En general, las pinturas de Rothko son de gran formato, verticales, en colores que se fueron haciendo cada vez más oscuros. Y sobre ellos no hay casi nada: en un fondo aparentemente uniforme parecen flotar rectángulos o cuadrados de colores contrastantes; pero, en realidad, todas las superficies son de colores vibrantes, las formas nunca son rectas ni están distribuidas simétricamente en el cuadro. Las sutilezas de la pintura obligan a mirar de cerca, una estrategia con la cual el artista pretendía que la persona se sintiera inmersa en la obra.

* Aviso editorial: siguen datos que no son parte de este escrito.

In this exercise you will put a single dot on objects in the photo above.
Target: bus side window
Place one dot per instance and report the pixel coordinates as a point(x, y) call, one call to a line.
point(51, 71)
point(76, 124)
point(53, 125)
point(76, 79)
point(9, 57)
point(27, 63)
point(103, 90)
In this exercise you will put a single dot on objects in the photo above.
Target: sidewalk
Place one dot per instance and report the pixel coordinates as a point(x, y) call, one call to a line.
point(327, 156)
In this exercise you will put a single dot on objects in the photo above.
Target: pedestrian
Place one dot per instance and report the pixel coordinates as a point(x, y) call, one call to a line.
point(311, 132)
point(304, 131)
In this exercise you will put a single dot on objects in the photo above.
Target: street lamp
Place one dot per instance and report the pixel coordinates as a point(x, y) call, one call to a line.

Pero no es el juego de colores ni las relaciones formales lo que le interesa y, por eso, niega que sea un pintor abstracto.

Cuando uno se aproxima a los cuadros de Rothko percibe casi automáticamente que ingresa a un espacio sagrado que invita al silencio y a la mirada interior; un espacio que, por eso mismo, parece no necesitar de otras voces que nos acompañen o nos expliquen lo que experimentamos, porque es obvio que cada uno de nosotros conoce mejor que nadie sus propias experiencias. Y la que se tiene con la obra de Rothko, si nos dejamos llevar por ella, es tan directa y potente que, a la manera de una experiencia mística y religiosa, sentimos y sabemos que se nos comunica de forma personal. Y, según las propias palabras del artista, lo que le interesa expresar son las emociones humanas más elementales: la tragedia, el éxtasis, la fatalidad del destino; una experiencia religiosa que Rothko espera que sea tan profunda como fue la suya al pintar sus cuadros. Por eso, quien solo mira los juegos de formas y colores, pierden los valores esenciales.

Entre 1966 y 1969 pinta un conjunto de 14 óleos para ser instalados en el interior octogonal de la capilla construida en Houston por el arquitecto Philip Johnson. La profundidad de esta obra de arte permitió que la Capilla Rothko se convirtiera en un espacio de reflexión espiritual, abierto a todas las creencias y corrientes de pensamiento, auténticamente ecuménico, donde, a través de la introspección, las personas buscan los fundamentos de su existencia.
Una razón más para visitar las salas del MAMM.